HBO thoroughly dominated at the Emmys last night, riding the big success of “Game of Thrones.” However, Amazon took home 5 Emmys (all for “Transparent”), just behind ABC (6), but ahead of CBS (4) and Netflix (4). The Emmys are a high-profile gauge of Amazon’s early success in video, but to get a fuller picture of the force that the company is poised to become, it’s important to look at the range of video initiatives Amazon is pursuing.
The past month has been a whirlwind of news in video devices, content and how Amazon is differentiating through their integration. Last Thursday brought a flurry of announcements related to Amazon’s Fire tablets and Fire TV connected TV devices. The new Fire HD tablet was “designed from the ground up for entertainment,” with an 8” or 10.1” high-resolution display. Among the innovations Amazon touted was a brand new feature called “On Deck,” which will auto-download popular content from Prime Instant Videos to the Fire HD in a “shadow mode.”
I’ve been a big proponent of downloading for a while, as a solution for poor or non-existent WiFi when out-of-home, and On Deck builds on Amazon’s recent move to allow downloading to both iOS and Android devices. Despite Netflix’s illogical dismissal of downloading’s value, it is something many streaming video viewers will get huge utility from and be a solid differentiator for Amazon vs. other SVOD services. An elegant integration with Fire HD would also provide the device a competitive lever vs. iPad and Android tablets.
(It’s also worth noting that Amazon Web Services acquired Elemental in September, which will make it a bigger player in powering third-party multi-screen video services.)
Meanwhile, the new Fire TV leapfrogged the new Apple TV by including 4K support, a first for connected TV devices. According to IHS, 4K TVs accounted for 14% of all TVs shipped in June 2015, and are forecast to rise to 20% in 2016. While it’s still early days for 4K, there are many popular shows and movies already available in 4K such as “Transparent,” “Better Call Saul,” “Narcos,” and “Marvel’s Daredevil.” No doubt lots more content will be available in 4K in 2016, and Fire TV (at $100) is affordable and well-positioned to gain share as this happens.
Amazon also said last week that content available on Fire TV has grown 17x from the device’s launch in April 2014, reflecting Amazon’s eagerness to integrate third-party content into Fire TV. Amazon highlighted providers such as Sling TV, Pluto TV, HBO Now, Tastemade and Tennis Channel Everywhere and forthcoming ones FOX Now, FX Now and Turner Classic Movies. Universal search across these apps has been a key Fire TV feature since launch, something that was only just announced for the new Apple TV.

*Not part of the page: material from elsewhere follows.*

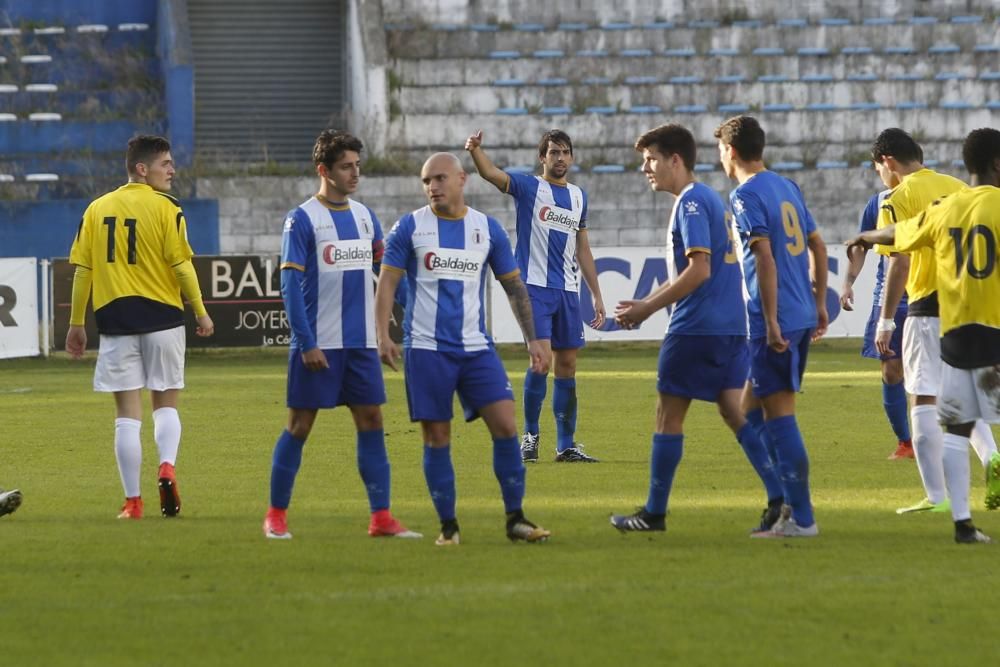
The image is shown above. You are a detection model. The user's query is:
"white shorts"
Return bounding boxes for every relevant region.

While all of these moves are impressive, it’s Amazon’s ongoing investments in both licensed and original content for Prime Instant Video that most clearly underscore the company’s commitment to video. When it was launched 3 1/2 years ago, I called Prime Instant Video a “paper tiger,” due to its lack of premium content and branding clarity. A lot has changed since then, with Amazon’s May 2014 deal to stream many of HBO’s most popular series (updated last week to include “Sex and the City”) the most significant. Among other licensed content, Amazon also poached “Downton Abbey” from Netflix.
Beyond licensing, Amazon has significantly scaled its original content initiatives. “Transparent” has become its most visible success so far, but new shows like “Hand of God” and “The Man in the High Castle,” among others, are also looking promising (especially noteworthy will be what comes from the Woody Allen deal announced earlier this year). Not to be forgotten are Amazon’s range of new kids shows, which, along with Netflix’s and Hulu’s, are contributing to ad-supported kids’ TV networks’ demise. Last but not least is Amazon’s move into movies, with the first, “Chi-Raq” co-written by Spike Lee.
Add it all up and it’s clear that video has become a top priority for Amazon. The company is investing across devices, licensed and original content. It’s finding ways to innovate the user experience and differentiate from competitors. Most important, Amazon is using its vast resources to aggressively pursue video. Having a well-funded, integrated competitor like Amazon should have everyone in the ecosystem’s attention because the company is clearly only in the early stages of its grand plan to play a far more significant role in video.